- The Washington Times - Monday, November 28, 2005

Pitching was the Nationals’ strongest department in their first season in Washington, and it didn’t take long for other teams to start raiding it.

Right-hander Esteban Loaiza agreed yesterday to a three-year deal worth $21.375million with the Oakland Athletics — an offer Nationals general manager Jim Bowden couldn’t match. As compensation, Washington will get the No.22 pick in next year’s draft.

“I’m glad he won 12 games for us, and he would have won more with better run support, but we couldn’t afford $21.3million,” said Bowden, who recently signed a six-month extension but also is being considered by the Boston Red Sox for their GM position.

Loaiza, 33, was 12-10 with a 3.77 ERA, struck out 173 and walked just 55 in 217 innings for the Nationals. After June1, he went 11-6 with a 3.86 ERA in 23 starts.

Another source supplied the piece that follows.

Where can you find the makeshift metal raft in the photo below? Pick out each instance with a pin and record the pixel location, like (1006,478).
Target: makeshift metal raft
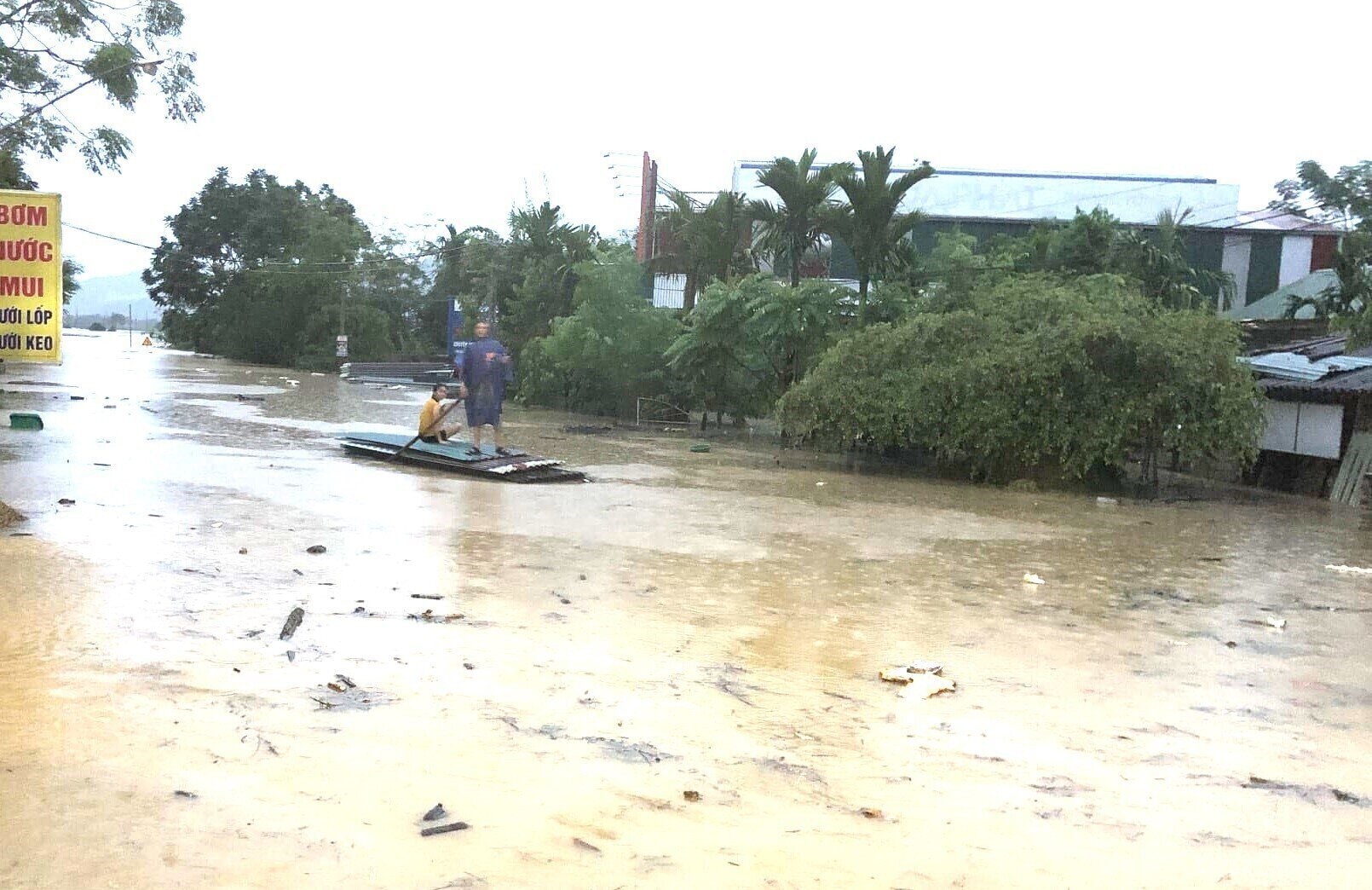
(519,465)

Loaiza will be joining his seventh club in an 11-year major league career. He also played for Pittsburgh, Texas, Toronto, the Chicago White Sox and the New York Yankees.



His departure is a critical loss for the Nationals’ rotation, which had appeared strong again for next season. Ace Livan Hernandez went 15-10, and fellow right-hander John Patterson was 9-7 with a stellar 3.13 ERA after a dazzling second half.

Bowden acknowledged the Nationals will be forced to look at free agents to fill the hole. They would love to add a left-handed starter to complement Hernandez and Patterson, but there is little out there affordable under their $50 million payroll while Major League Baseball owns the club.

Florida Marlins right-hander A.J. Burnett is high on the Nationals’ offseason shopping list, but it’s doubtful any high-profile free agents will opt to sign with the Nationals until the club is sold.

Loaiza certainly will be missed. He was a huge clubhouse presence, and his 12 wins last season were the second most of his career. He won 21 games for the White Sox in 2003.

Loaiza has a 112-99 career record with a 4.60 ERA over 334 games and 297 starts. His victory total ranks second in major league history among Mexican-born pitchers, behind only Fernando Valenzuela’s 173.

Loaiza joins a team that has almost its entire roster returning from last season, when the A’s failed to reach the playoffs for the second straight year. Oakland had a 91-win season in 2004 and 88 victories this year.

After a slow start by its young rotation, Oakland pitched well down the stretch thanks to impressive performances by rookie Joe Blanton and Dan Haren.

The Associated Press contributed to this article.